Wohl aber mit Abdullah Gül. Seine Kandidatur würde alle Kalkulationen Erdogans über den Haufen werfen. „Die Iyi Parti, die CHP und die MHP sollten sich hinter Gül stellen, das wäre was“, sagt ein kurdischer Händler aus Istanbul. „Wenn alle auf Gül setzen, dann ist es vorbei mit Erdogan.“

Vielleicht hat sich Erdogan verzockt

Um Präsident zu werden, braucht ein Kandidat mindestens 50 Prozent der Stimmen. Erdogan will das Ziel am ersten Wahlgang am 24. Juni erreichen – Güls Bewerbung könnte sicherstellen, dass daraus nichts wird. In einer Stichwahl Anfang Juli könnte Gül zum gemeinsamen Kandidaten der Opposition werden. Dann hätte sich Erdogan, der die vergangenen Jahre alles in die angestrebten präsidialen Vollmachten gesteckt hat, verzockt. Laut den Umfragen kann sich Erdogan selbst ohne Gegenkandidatur Güls nicht sicher sein, dass er die 50-Prozent-Marke erreicht. Mit Abdullah Gül im Rennen würden seine Chancen drastisch sinken.

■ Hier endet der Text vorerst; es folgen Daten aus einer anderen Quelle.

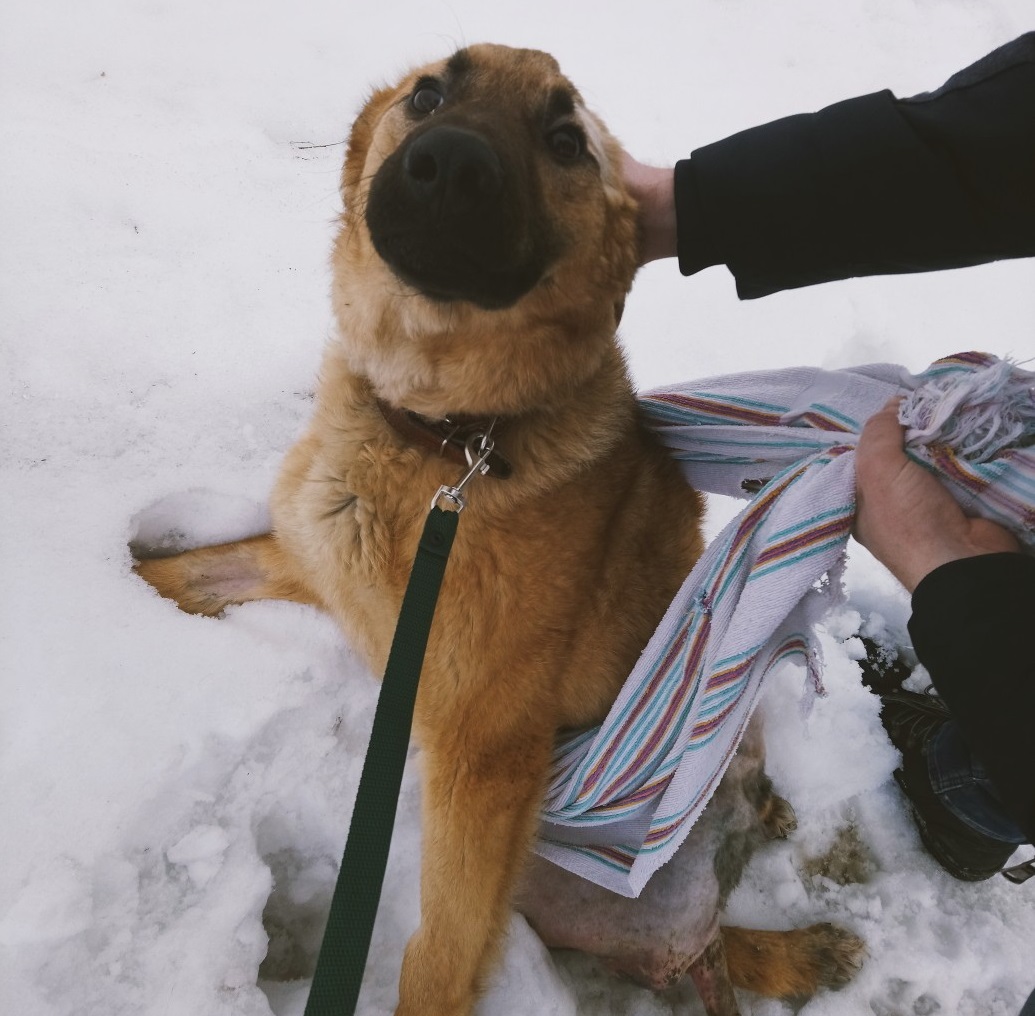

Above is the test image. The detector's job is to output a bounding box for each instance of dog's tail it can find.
[722,924,865,998]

Antreten könnte Gül als Kandidat der kleinen islamistischen Saadet-Partei. Ironischerweise ist die Saadet die politische Nachfolgerin jener Islamisten-Organisation, aus der Gül und Erdogan vor fast 20 Jahren ausstiegen, um die AKP zu gründen. Damals galt die Saadet als verknöcherter Altherren-Verein, doch heute positioniert sich die Partei geschickt als rechte Reform-Alternative zur AKP. Die Saadet-Partei „streut Sand in Erdogans Getriebe“, schrieb der Kolumnist Ahmet Hakan kürzlich in der „Hürriyet“. Parteichef Temel Karamollaoglu will in den nächsten Tagen mit Gül reden.

Die Kandidatur steht Gül also offen. Aber wird er es wagen? Millionen Menschen in der Türkei warten auf ein Wort von ihm.